Quadriceps Tendon Rupture
Quadriceps Tendon Repair
Suture anchor repair has demonstrated to be a viable option for treating quadriceps tendon ruptures. These suture anchor-based repairs have the strength equivalent to bone tunnel repairs and avoids the potential complication of postoperative fracture. Likewise, the anchors can be placed through a smaller incision than using tunnels. Thick, tough sutures can be used to improve the strength of the suture-tendon interface, and lead to a stronger repair construct than surgeon-tied knots. Additional minimally invasive techniques have been used to help decrease post-operative pain and give a more cosmetically appealing result.
Quadriceps Tendon Surgery
A quadriceps tendon repair involves reattaching the tendon to its native insertion on the patella (kneecap). There are a number of techniques that allow for successful repair. One of oldest repair techniques is to sew thick sutures into the torn tendon and pass them through bone tunnels in the patella. Newer techniques include using suture anchors which can be screwed into the kneecap and sewn into the damaged tendon to facilitate repair. Classically, large incisions are used for repairs which portends an increased risk for wound-healing complications, infection, and scarring.
Quadriceps Tendon Rupture
Tears in the quadriceps tendon are rare, but potentially devastating injuries. The quadriceps tendon is the confluence of the four thigh muscles located just above the patella (kneecap). The function of the quadriceps tendon is to help extend the leg, which is critical for basic everyday tasks to include walking and sitting. Injury to the tendon typically occurs in males >40 years old and may be the result of a sports injury, trauma, or chronic degenerative changes. Nonsurgical management is uncommon and primarily limited to those with partial tears or those who are too unhealthy to safely perform surgery. The vast majority of quadriceps tendon tears are treated surgically by reattaching the torn tendon to the top of the kneecap. Typically, early repair is necessary to prevent the tendon from retracting and scarring in a shortened position.

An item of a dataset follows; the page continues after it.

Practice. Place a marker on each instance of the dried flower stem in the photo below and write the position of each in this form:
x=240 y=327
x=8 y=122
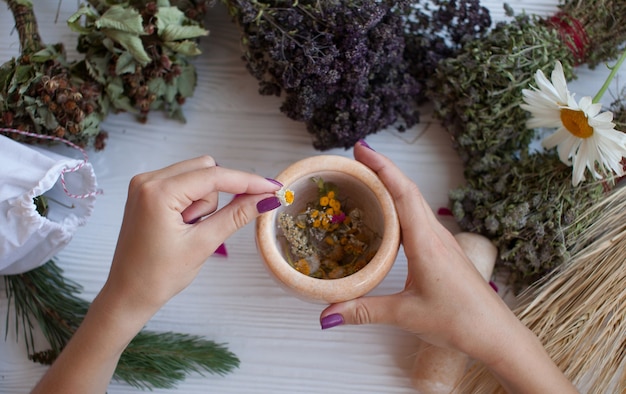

The Arthrex Percutaneous Achilles Repair System (PARS) is used for a wide assortment of tendon injuries to include quadriceps, patella, and achilles tendon ruptures. The minimally invasive PARS system helps facilitate consistently reliable capture of the quadriceps tendon and without the need for large incisions, which are associated with a higher risk of complications and scarring.
The anatomically contoured guide can be re-used, while the suture and passing needles come packaged in a convenient kit. The kit has a locking option allowing the surgeon to incorporate a locked FiberWire suture on both ends of the ruptured tendon. This results in a stronger repair than just passing transverse sutures across the tendon like other minimally invasive devices on the market. Finally, the PARS system allows the healed tendon to achieve a more natural contour, unlike the typical hypertrophic tendon resulting from open repair.